Allah swt. Maha Kaya ketimbang kita, karenanya dari ibadah-ibadah kita, dari shalat-shalat kita, menunjukkan bahwa kita ini fakir dan sangat membutuhkan Allah, sedangkan Allah sedikitpun tidak membutuhkan kita. Maka dari itu, pantaskah kita berlaku sombong padaNya? Dan yang seharusnya kita lakukan adalah Melakukan perintahNya dan meninggalkan segala larangannya, yang salah satu perintahnya adalah shalat wajib lima waktu sehari semalam.

Sebagai makhluk yang lemah kita mesti sadar, bahwa kita membutuhkan pertolongan dari Allah, fadilah, rahmat dan ampunan, serta ridho dari-Nya. Dan seharusnyalah kita beribadah untuknya.

Sebenarnya Allah tidak membutuhkan apa-apa dari kita, tidak mengharapkan apa-apa dari kita, tapi sebaliknya kitalah yang mengharapkan Allah. Apakah jika kita tidak shalat Allah rugi ? Apakah jika tidak ada manusia di bumi ini yang sujud padaNya, Allah akan berhenti jadi Tuhan ? tidak bukan? Maka tak ada alasan lagi bagi kita untuk meninggalkan shalat, karena sesungguhnya itu semua semata-mata hanyalah untuk kita, bukan untuk Allah saw.

Ringkasnya, dengan mendirikan shalat, itu akan menghidupkan hati kita yang membuat kita seolah-olah bertemu dengan Tuhan Sang Pencipta. Perihal gerakan gerakan fisik, seperti berdiri, ruku, dan sujud, semata-mata merupakan gambaran yang tampak untuk suatu kondisi hidupnya hati bagi yang menunaikan shalat di sela-sela kekuasaan Allah.
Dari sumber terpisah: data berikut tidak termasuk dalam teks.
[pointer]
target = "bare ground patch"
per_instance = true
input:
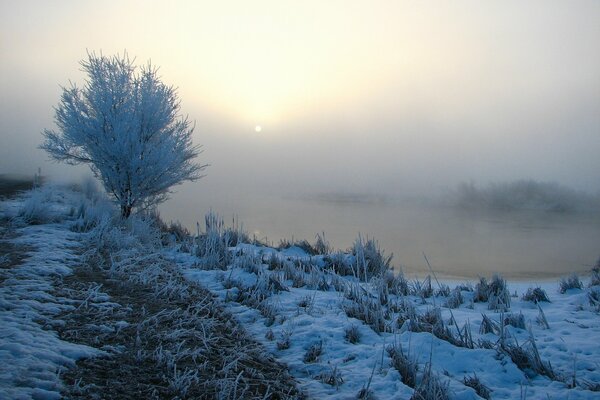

Di dalamnya termasuk pengagungan, penyucian, kepasrahan, kerendahan, kekhusukan dan pendekatan diri kepada-Nya.

Jadilah pribadi yang sholeh dan sholehah, di saat kebanyakan manusia menyibukkan diri dalam upaya mencari materi, uang, kekayaan, pangkat dan jabatan, duniawi belaka. singsingkan lengan baju, Basuhlah wajah, kembangkanlah tikar dan shalatlah dengan penuh kekhusukan dengan sifat shalatnya Rasulullah. Adalah suatu kepentingan mendesak, yaitu perlunya menghidupkan shalat sebagaimana Rasulullah saw. Sehingga dengan shalat kita merasakan kebahagian rohani dan kelezatan ketaatan, serta selalu dengan setia menunggu tibanya waktu shalat dan menyambut dengan luapan kegembiaraan.

Hal ini sebagaimana kegembiraan seseorang yang ketika sedang haus dahaga, tiba-tiba ia memperoleh seteguk air dingin dan segar. Rasulullah saw. Mengibaratkan hal itu, sebagaimana sabdanya, “œAku jadikan shalat itu menyejukkan hatiku.”

Maka marilah kita melangkah untuk memperoleh secara seksama suatu kehidupan di dalam shalat kita, yang yang di dalamnya pula hati kita menjadi hidup. Mari kita raih, kehidupan dalam mihrab shalat.